Aproveitando a negociação do apartamento, tratou logo de comprar um iate. Comprou e mandou que fosse ancorado bem em frente à ampla janela da sala. E que ficasse com todas as luzes acesas à noite, pois fazia questão de apontar para os convidados em festas regadas a champanhe e caviar: “Comprei e ainda não usei. Mas é sempre bom ter um para o caso de precisar. Demandas acontecem a todo instante, não é mesmo?” E todos riam diante da presença de espírito do anfitrião.

Perto de completar 35, Marcelo se casou com a doce Lídia Ribeiro e Silva, de 23. Nem precisa falar que a moça era dos quatro costados. Herdeira até dizer chega! Haja tradição nessa união tão comentada pela alta sociedade recifense.

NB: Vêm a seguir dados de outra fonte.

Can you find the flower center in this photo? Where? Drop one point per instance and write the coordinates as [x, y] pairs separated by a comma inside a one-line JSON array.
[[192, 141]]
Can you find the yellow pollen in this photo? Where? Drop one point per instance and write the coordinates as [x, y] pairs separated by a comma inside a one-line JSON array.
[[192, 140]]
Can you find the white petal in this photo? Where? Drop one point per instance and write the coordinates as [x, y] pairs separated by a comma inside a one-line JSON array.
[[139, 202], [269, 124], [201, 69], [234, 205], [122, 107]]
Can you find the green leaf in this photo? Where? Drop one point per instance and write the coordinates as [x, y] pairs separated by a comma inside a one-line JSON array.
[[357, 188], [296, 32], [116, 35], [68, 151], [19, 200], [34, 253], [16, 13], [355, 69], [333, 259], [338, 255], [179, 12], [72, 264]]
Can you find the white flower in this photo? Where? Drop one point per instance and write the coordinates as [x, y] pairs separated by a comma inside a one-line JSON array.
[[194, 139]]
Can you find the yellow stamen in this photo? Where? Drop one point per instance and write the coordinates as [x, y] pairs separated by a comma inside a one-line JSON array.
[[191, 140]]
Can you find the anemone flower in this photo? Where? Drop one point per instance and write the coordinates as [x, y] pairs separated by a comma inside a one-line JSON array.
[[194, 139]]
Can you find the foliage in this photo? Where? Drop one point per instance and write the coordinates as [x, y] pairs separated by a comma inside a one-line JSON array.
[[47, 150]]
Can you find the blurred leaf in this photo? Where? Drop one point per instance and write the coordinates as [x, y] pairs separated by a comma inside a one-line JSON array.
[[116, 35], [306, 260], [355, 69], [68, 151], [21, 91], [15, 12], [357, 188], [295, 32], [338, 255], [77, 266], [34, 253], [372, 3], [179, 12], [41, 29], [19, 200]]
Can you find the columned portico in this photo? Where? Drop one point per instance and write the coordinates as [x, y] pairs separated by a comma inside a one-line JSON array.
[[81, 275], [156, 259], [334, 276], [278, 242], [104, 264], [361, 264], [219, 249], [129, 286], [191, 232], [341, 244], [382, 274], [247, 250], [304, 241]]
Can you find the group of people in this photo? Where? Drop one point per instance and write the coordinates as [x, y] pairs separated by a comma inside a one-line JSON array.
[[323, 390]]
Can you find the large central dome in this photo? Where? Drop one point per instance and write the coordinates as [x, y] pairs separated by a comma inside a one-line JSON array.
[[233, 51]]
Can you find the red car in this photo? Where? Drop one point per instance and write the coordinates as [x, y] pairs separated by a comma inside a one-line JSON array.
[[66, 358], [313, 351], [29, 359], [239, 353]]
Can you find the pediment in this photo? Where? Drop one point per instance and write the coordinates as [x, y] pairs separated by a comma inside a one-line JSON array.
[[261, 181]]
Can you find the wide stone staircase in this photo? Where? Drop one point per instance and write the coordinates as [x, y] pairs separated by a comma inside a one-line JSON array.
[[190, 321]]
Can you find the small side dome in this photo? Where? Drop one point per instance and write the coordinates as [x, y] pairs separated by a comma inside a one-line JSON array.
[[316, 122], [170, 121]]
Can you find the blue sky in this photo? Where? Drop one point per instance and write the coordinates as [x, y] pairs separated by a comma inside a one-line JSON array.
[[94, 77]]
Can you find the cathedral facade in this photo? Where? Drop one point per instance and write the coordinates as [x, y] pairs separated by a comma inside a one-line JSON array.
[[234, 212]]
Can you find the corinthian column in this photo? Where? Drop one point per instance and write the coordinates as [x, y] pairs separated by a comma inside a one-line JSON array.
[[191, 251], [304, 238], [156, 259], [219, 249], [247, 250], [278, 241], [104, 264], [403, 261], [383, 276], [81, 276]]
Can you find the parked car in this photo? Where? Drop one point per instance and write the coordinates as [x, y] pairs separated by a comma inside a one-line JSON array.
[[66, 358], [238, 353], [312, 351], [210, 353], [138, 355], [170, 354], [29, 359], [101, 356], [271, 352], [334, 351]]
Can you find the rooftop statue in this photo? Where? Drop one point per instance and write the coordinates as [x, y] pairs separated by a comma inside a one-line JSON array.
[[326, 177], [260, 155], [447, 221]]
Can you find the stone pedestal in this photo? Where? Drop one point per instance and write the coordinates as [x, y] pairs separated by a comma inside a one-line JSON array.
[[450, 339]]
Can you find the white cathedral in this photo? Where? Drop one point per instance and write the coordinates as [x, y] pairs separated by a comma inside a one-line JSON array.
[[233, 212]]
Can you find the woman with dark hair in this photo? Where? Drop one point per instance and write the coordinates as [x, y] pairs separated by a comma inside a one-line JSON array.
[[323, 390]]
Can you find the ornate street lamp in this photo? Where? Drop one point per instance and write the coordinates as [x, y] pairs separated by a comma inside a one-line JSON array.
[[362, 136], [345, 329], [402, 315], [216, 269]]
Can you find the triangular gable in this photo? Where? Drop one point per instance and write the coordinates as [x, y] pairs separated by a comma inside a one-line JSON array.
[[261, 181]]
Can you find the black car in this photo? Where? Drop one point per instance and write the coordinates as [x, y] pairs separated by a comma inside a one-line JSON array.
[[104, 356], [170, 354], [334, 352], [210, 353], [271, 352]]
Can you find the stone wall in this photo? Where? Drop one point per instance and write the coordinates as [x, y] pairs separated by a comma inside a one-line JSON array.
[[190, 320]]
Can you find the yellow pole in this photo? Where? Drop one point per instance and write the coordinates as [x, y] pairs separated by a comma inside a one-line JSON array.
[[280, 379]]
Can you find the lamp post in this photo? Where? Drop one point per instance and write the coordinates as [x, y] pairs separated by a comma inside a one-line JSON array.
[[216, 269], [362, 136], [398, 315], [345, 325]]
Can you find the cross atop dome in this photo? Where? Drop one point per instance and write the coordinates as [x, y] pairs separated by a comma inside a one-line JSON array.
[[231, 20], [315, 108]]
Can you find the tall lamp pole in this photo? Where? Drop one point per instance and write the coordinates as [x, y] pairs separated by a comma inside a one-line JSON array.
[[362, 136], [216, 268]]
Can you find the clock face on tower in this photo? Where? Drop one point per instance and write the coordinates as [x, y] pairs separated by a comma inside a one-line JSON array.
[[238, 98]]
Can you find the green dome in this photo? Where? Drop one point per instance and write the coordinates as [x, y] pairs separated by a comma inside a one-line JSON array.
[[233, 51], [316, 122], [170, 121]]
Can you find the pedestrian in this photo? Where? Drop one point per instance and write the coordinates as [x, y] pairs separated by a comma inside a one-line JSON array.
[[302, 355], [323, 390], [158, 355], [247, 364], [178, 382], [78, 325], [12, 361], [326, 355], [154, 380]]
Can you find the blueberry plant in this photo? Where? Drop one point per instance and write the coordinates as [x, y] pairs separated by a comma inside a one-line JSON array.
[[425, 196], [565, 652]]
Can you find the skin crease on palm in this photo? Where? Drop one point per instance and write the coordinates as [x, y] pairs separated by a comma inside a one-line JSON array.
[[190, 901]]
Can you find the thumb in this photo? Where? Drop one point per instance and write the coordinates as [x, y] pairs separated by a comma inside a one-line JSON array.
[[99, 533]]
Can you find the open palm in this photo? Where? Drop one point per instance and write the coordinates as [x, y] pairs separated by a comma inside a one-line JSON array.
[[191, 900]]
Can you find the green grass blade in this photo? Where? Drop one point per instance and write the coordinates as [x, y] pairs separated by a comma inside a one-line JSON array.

Os pombinhos viajaram para Paris, onde passaram a lua de mel dos sonhos da estirpe que lhes era própria. Voltaram para Recife, onde se instalaram na ampla cobertura, cuja vista da sala ainda dava para ver aquela belezura de iate, que continuava intocável.

Após quase dois anos de casório, parece que Marcelo andava muito ocupado com coisas da empresa. Reuniões infinitas, inclusive noite adentro. Pobre Lídia, que já não sabia mais o que comprar. Joias, roupas, até um conversível novo. Nada era suficiente para aplacar tamanha solidão.

Pertencentes à mesma casta, o jovem casal parecia viver em mundos diferentes. Por conta disso, vale aqui uma fofoca, que não se sabe se é de todo verdadeira, mas que já corre à boca pequena na ralé. Pois bem, dizem que a Lídia, curiosa para conhecer o tal iate, foi até lá com uma amiga, a Ana Lúcia, que, além dos quatro costados, é afeita a navegações.

Foi numa manhã, assim que Marcelo saiu para trabalhar, a mulher encontrou a tal amiga, que a levou em uma lancha até o iate. Embarcações emparelhadas, as duas foram ajudadas por um marinheiro, que fazia a manutenção do luxuoso barco. Homem rude, pele bronzeada, sem camisa por conta da visita inesperada.

As amigas, após passarem quase uma hora conhecendo o iate, retornaram. Mas a história não acaba por aí, pois fofoca boa precisa ser inteira. Parece que a Lídia sai todas as noites e diz para o marido que vai visitar a Ana Lúcia. Na verdade, ela não mente para o marido, pois vai mesmo se encontrar com a amiga. No entanto, esta transporta a esposa do Marcelo até o iate. Em seguida, se afasta com a lancha e aguarda a amiga por uma hora ou mais, até receber o sinal para ir buscá-la.

Essa rotina, segundo se fala, já acontece há quase dois meses. E, não raro, é possível ver o Marcelo, na janela da sala da ampla cobertura, admirando o luxuoso iate, que continua com as luzes acesas para que toda Recife possa invejá-lo. Afinal, ter quatro costados não é para qualquer um.